Came across this quote by Anthony Burgess, on the last chapter of "A Clockwork Orange" (from his publisher's tumblr):
…But my New York publisher [W.W. Norton] believed that my twenty-first chapter was a sellout. It was veddy veddy British, don’t you know. It was bland and showed a Pelagian unwillingness to accept that a human being could be a model of unregenerable evil. The Americans, he said in effect, were tougher than the British and could face up to reality. Soon they would be facing up to it in Vietnam. My book was Kennedyan and accepted the notion of moral progress. What was really wanted was a Nixonian book with no shred of optimism in it. Let us have evil prancing on the page and, up to the very last line, sneering in the face of all the inherited beliefs, Jewish, Christian, Muslim and Holy Roller, about people being able to make themselves better. Such a book would be sensational, and so it is. But I do not think it is a fair picture of human life.

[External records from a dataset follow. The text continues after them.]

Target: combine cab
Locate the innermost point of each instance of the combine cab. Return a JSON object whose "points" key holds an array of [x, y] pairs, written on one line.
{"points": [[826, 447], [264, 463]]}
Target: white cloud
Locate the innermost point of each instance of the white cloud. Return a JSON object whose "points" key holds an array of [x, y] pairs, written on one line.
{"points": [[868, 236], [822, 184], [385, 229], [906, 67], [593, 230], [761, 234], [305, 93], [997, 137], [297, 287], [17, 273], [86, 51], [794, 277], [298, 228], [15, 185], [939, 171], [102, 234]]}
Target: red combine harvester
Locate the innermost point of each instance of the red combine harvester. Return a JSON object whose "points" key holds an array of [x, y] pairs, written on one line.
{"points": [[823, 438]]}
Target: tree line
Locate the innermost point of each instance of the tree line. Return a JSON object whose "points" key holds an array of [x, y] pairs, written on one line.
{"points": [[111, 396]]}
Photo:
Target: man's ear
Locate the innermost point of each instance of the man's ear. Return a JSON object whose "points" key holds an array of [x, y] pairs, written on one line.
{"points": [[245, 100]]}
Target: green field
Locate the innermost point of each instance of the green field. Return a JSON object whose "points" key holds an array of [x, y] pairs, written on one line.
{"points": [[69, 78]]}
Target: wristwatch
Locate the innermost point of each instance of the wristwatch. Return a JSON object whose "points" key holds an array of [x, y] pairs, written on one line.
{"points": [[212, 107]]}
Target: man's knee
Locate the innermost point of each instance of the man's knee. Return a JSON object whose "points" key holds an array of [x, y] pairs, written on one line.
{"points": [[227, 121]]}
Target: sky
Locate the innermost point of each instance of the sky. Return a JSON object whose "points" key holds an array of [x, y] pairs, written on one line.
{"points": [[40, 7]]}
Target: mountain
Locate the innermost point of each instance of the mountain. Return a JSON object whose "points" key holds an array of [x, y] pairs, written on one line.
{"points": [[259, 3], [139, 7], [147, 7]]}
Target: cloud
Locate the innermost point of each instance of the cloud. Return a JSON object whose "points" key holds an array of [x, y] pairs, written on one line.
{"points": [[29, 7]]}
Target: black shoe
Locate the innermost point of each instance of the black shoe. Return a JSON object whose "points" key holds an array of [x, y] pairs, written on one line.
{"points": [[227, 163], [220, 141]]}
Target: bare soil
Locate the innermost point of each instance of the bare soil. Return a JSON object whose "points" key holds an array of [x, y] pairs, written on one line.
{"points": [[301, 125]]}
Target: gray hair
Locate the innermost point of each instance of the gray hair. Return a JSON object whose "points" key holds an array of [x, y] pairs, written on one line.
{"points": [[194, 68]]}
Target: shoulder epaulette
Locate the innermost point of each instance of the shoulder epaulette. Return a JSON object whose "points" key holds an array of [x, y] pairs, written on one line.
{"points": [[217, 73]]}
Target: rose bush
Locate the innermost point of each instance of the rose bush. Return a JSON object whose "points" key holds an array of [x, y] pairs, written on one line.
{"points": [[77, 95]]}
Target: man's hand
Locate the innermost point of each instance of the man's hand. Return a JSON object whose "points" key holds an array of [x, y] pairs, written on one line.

To me the last chapter was far from optimistic: it was a last horrific twist to the whole book.   The idea that Alex had something deeply and fundamentally wrong with him to do all those things is a comforting one, and is also the justification of the extreme "corrective" methods that the establishment in the book attempt.  

The last chapter tells us that both the reader and the authorities got it completely wrong; that normal people can behave like that if they are not guided through youth not to.  That the guy in the pub on the next table might have tortured people to death for kicks when he was a kid, and later grown out of it.

Now I'm sure Burgess knew what he meant.  But I don't think my interpretation contradicts his quote — they are two sides of the same coin.  The Christians believe that anyone can be saved because they believe that everyone is a sinner.  The belief that only a few born-evil people are capable of behaving that evilly is the comforting one, but as Burgess says it contradicts all our inherited beliefs.  It is also, coincidentally, wrong.